中長期避難では、体の疲れだけでなく、心の疲労も蓄積します。これは決して甘えではありません。
■① 避難疲れとは
避難疲れは、長期にわたる避難生活で心身に負担がかかり、生活の質や感情に影響が出る状態を指します。原因としては以下が挙げられます:
- ずっと気を張っている
- 生活が仮のまま終わらない
- 小さな不便が積み重なる
- 感情を吐き出す場がない
■② 心理的・行動的影響
避難疲れが進むと、次のような状態が現れます:
- 無気力
- 閉じこもり
- イライラ
- 自責感
- 人との距離感が分からなくなる
■③ 避難疲れへの対応策
- 家族や避難仲間と定期的に状況を共有する
- 小さな成功体験を意識して作る(食事や掃除など)
- 感情を吐き出せる安全な場を確保する
- 日常リズムを少しでも整える
■④ 自律型避難との関係
避難疲れを防ぐには、自律型避難の考え方が有効です。自分で判断し、行動を選択できる環境を作ることで、心理的負荷を軽減できます。防災士として被災地で見てきた経験でも、避難生活の長期化による心理的疲労は、早めの支援と自己管理でかなり軽減可能です。
■まとめ|避難疲れの理解と対応
中長期避難では、物資や生活だけでなく、心の負担も重要な課題です。

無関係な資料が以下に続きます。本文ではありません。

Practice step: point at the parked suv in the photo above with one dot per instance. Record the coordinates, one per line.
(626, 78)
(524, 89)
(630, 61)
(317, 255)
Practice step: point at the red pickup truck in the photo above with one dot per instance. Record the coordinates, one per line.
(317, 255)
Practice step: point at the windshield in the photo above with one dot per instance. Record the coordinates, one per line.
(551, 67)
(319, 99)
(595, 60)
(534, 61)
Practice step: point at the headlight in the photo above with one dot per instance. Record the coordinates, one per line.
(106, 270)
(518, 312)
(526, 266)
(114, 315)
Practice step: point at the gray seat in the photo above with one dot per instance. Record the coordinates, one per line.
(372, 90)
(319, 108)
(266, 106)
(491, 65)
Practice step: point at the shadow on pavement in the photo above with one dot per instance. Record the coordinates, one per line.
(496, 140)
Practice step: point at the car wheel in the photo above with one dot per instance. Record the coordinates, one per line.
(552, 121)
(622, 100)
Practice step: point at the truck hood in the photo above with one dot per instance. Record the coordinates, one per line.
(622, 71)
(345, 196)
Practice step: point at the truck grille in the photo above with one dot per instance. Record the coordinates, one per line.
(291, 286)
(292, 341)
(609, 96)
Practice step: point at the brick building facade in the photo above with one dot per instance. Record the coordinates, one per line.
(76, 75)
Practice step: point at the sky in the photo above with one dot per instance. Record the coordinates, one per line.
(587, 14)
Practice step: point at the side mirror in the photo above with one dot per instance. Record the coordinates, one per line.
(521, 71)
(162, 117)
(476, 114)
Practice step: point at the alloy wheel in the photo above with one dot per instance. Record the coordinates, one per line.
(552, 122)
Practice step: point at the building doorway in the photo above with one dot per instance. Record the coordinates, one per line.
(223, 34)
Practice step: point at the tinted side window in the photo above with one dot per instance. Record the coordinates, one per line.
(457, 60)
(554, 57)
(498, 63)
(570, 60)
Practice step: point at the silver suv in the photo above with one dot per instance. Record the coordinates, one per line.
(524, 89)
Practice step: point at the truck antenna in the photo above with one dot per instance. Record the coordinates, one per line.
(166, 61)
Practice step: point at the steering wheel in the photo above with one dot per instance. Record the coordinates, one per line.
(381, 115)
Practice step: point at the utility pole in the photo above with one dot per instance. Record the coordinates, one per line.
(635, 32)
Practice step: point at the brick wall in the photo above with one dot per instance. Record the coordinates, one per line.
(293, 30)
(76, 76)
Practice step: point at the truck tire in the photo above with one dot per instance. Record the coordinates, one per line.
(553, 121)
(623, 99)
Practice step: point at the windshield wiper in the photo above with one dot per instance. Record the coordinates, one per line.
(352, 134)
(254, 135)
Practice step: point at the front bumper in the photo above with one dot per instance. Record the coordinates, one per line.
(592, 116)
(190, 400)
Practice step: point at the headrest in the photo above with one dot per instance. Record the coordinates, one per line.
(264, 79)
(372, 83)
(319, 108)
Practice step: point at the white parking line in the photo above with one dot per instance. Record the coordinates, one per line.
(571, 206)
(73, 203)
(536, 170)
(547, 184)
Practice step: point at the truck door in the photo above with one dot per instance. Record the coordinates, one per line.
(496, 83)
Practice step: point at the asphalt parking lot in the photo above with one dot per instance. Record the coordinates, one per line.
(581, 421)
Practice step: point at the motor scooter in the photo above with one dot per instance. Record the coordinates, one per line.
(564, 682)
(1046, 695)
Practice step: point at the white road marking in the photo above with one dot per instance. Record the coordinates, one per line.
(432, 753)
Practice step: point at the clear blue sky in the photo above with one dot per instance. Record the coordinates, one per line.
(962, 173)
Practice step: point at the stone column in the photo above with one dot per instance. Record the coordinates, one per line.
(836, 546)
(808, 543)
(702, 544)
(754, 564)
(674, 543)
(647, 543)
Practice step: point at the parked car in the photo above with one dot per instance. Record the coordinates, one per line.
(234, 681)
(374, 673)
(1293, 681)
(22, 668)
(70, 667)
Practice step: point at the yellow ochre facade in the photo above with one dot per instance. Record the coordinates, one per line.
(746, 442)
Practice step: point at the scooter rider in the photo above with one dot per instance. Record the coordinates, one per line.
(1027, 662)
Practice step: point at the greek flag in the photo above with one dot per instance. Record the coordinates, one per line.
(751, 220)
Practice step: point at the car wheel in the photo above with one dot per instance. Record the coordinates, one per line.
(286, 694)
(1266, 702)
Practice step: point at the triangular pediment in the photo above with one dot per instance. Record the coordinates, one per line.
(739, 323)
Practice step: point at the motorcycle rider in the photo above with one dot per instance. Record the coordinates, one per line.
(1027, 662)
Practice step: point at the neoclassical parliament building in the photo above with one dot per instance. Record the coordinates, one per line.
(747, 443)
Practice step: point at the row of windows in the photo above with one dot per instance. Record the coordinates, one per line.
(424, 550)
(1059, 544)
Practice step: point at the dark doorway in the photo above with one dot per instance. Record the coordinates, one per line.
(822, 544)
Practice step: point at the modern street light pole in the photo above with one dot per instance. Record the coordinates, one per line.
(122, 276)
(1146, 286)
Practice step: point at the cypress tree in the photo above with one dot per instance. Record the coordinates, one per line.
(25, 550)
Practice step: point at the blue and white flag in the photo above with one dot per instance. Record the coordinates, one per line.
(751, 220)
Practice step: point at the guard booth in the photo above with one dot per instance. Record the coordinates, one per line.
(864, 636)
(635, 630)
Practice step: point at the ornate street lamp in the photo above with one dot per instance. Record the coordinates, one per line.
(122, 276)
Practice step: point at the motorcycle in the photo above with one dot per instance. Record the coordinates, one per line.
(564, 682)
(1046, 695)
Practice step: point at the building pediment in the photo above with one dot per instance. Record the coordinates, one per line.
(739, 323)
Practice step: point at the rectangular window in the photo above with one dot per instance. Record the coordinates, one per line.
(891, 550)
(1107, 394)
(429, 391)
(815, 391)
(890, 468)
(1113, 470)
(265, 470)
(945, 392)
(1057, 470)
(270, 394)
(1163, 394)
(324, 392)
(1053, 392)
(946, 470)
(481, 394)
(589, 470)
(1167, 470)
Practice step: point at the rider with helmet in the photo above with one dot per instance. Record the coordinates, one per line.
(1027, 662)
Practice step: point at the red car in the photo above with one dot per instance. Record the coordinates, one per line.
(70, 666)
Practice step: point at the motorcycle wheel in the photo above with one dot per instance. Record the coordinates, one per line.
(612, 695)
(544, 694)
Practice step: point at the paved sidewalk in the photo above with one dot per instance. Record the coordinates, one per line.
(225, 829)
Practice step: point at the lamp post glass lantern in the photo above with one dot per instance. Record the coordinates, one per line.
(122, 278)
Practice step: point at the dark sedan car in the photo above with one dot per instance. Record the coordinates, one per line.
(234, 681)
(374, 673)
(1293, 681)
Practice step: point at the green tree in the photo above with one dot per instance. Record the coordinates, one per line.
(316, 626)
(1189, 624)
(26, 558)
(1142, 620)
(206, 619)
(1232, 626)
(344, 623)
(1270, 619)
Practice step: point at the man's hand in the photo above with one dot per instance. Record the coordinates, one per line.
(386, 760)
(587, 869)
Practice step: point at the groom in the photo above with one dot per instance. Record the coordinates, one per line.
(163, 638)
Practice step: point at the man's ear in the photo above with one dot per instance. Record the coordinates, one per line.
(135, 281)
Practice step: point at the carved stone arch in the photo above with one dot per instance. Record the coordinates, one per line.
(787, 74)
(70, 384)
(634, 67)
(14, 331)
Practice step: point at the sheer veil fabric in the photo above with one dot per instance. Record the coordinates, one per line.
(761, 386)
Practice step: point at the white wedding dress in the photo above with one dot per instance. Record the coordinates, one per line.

避難疲れは甘えではなく自然な反応であり、早期に理解し対策することが被災者の生活と回復力を支えます。
結論:
避難疲れは誰にでも起こり得る正常な心理反応であり、心のケアや環境整備が中長期避難の生存力を左右します。
防災士として現場経験からも、避難疲れを放置すると心理的・社会的問題に発展するため、早期の対応が不可欠です。